On media:
Coldplay - Warning Sign"GOBLOK!" maki Arya tanpa tedeng aling-aling.
Akbar melirik kearah Arya yang duduk tak jauh darinya, disusul Edo setelahnya. Warung Mamang tidak seramai biasanya karena anak-anak sibuk menyaksikan pertandingan classmeeting yang diadakan di dalam sekolah.
"Demi Allah, Bar?" tanya Jaya tak percaya.
"Iya."
"Demi apa lo nyium dia?"
"Ck!"
"Bilang dulu, 'demi Allah' gitu."
"Demi Allah," kata Akbar menuruti ucapan Jaya. Tubuhnya ia bungkukkan dengan kedua siku bertumpu pada lutut. Kepalanya terasa pening. Karena ia betul-betul merasa bersalah sekaligus khawatir. Ia tidak mau jauh dari Bita.
Tapi disisi lain, ia belum siap jika harus kehilangan Lula.
"Lo kesurupan Mbak Yayuk kali ya, Bar!" sambung Edo seraya menggeleng-gelengkan kepala sambil mengunyah bala-bala kesukaannya.

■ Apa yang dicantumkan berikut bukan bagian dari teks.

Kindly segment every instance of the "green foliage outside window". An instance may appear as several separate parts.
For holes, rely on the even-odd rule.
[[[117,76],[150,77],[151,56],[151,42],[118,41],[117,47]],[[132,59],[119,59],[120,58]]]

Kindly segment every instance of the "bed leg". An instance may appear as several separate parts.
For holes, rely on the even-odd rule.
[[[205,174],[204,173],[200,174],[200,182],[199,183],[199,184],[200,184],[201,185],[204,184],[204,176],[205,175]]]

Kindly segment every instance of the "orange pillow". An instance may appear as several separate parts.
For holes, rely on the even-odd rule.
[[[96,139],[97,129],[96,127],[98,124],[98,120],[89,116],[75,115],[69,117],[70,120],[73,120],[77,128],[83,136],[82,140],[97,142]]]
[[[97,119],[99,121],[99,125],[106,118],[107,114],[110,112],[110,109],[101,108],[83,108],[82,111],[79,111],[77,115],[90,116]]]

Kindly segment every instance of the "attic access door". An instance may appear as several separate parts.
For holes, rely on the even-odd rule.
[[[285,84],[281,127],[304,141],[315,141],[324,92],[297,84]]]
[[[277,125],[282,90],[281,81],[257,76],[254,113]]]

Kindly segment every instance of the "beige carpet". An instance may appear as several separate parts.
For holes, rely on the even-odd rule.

"Bisa-bisanya lo anjing," tambah Arya masih tak habis pikir. "Lo nggak mikir apa?"
"Reflek, sumpah."
"Reflek apa goblok!" balas Arya terkekeh.
"Asli ini sih–" Akbar memijit keningnya sebentar. "Ah tai."

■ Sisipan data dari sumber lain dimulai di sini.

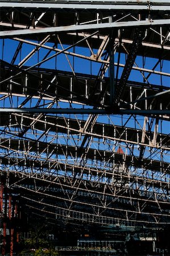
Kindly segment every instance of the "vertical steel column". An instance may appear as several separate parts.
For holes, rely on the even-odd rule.
[[[0,185],[0,212],[2,212],[3,208],[3,184],[2,183]]]
[[[5,207],[4,207],[4,220],[3,225],[3,245],[2,255],[5,255],[5,249],[6,245],[6,218],[7,218],[7,195],[5,194]]]
[[[109,22],[112,22],[112,16],[109,16]],[[114,33],[113,30],[110,33],[109,40],[109,73],[110,73],[110,105],[113,106],[114,105],[114,99],[115,94],[115,84],[114,84]]]
[[[9,195],[9,218],[10,220],[11,218],[11,196]]]
[[[14,247],[14,228],[11,228],[11,242],[10,242],[10,256],[13,255],[13,247]]]

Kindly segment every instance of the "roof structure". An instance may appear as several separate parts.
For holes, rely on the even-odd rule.
[[[0,6],[1,214],[170,224],[169,1]]]

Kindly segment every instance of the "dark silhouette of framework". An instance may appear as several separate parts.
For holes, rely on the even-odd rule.
[[[170,223],[168,2],[0,1],[2,216]]]

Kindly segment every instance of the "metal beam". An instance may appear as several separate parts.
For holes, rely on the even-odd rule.
[[[137,115],[170,115],[170,110],[136,110],[119,109],[114,112],[114,109],[45,109],[45,108],[1,108],[0,113],[44,113],[44,114],[97,114],[107,115],[113,114],[137,114]]]
[[[45,9],[89,9],[89,10],[151,10],[154,11],[167,11],[169,10],[169,5],[168,1],[151,1],[150,5],[148,2],[143,0],[138,2],[136,0],[126,2],[125,1],[117,1],[114,2],[102,1],[102,4],[99,4],[99,1],[74,1],[74,3],[72,3],[70,1],[63,1],[60,3],[53,1],[54,3],[50,1],[34,3],[32,1],[30,2],[2,2],[1,1],[1,7],[10,7],[10,8],[45,8]],[[77,2],[77,3],[76,3]]]
[[[147,20],[137,20],[131,22],[111,22],[85,25],[72,25],[43,28],[24,29],[0,31],[0,37],[9,38],[14,36],[40,34],[44,33],[58,33],[71,31],[86,31],[89,30],[99,30],[113,28],[125,28],[134,27],[153,27],[155,26],[169,25],[170,19]]]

"Tapi enak nggak, Bar?" Suara Fingky langsung membuat keempat cowok itu sontak menoleh bersamaan. Edo langsung melempar cabe hijau yang baru ia gigit setengahnya kearah laki-laki bertubuh hitam manis itu.
"Si goblok!"
"Tolol."
"Kan gue nanya," bela Fingky tidak mau disalahkan.
Akbar diam saja. Pikirannya terlalu kalut untuk diajak bercanda. Wajah Bita malam itu, air matanya, isak tangisnya, nada marahnya. Rasanya semua betul-betul terekam dengan sempurna di otak Akbar.

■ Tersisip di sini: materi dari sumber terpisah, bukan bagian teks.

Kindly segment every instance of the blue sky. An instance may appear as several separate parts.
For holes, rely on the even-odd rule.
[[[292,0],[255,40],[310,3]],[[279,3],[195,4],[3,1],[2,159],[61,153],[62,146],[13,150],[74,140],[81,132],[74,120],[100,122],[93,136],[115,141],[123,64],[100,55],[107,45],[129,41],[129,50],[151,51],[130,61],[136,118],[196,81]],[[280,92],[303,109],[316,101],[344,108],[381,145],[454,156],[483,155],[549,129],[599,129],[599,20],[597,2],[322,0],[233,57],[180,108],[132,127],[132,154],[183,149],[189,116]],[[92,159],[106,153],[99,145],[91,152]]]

"Emang lo nggak kasian Lula, Bar?"
Pertanyaan Edo langsung membuat Akbar tersadar bahwa perasaan Bita bukan satu-satunya hal yang harus ia pikirkan.
"Kalo lo cuma mau mainin Bita, mendingan jangan." Arya angkat bicara. "Mending buat gue."
"Anjing." Edo menepuk kepala Arya sambil tertawa kecil.
"Gue nggak mainin." Akbar menjilat bibirnya sekilas.
"And then?"
"Gue tuh–" Akbar menegakkan posisi duduknya. "Gue ngerasa semuanya tuh aneh. Dari awal gue liat Bita, gue langsung nge-frezee gitu lo pada pernah ngerasain nggak, sih? Gue bener-bener kayak beku. Nggak bisa gerak. Kayak liat demit aja. Cuma bedanya yang ini deg-degan nya nyenengin."
"Rasanya kayak liat Mbak Yayuk kali ya." Edo tampak berpikir.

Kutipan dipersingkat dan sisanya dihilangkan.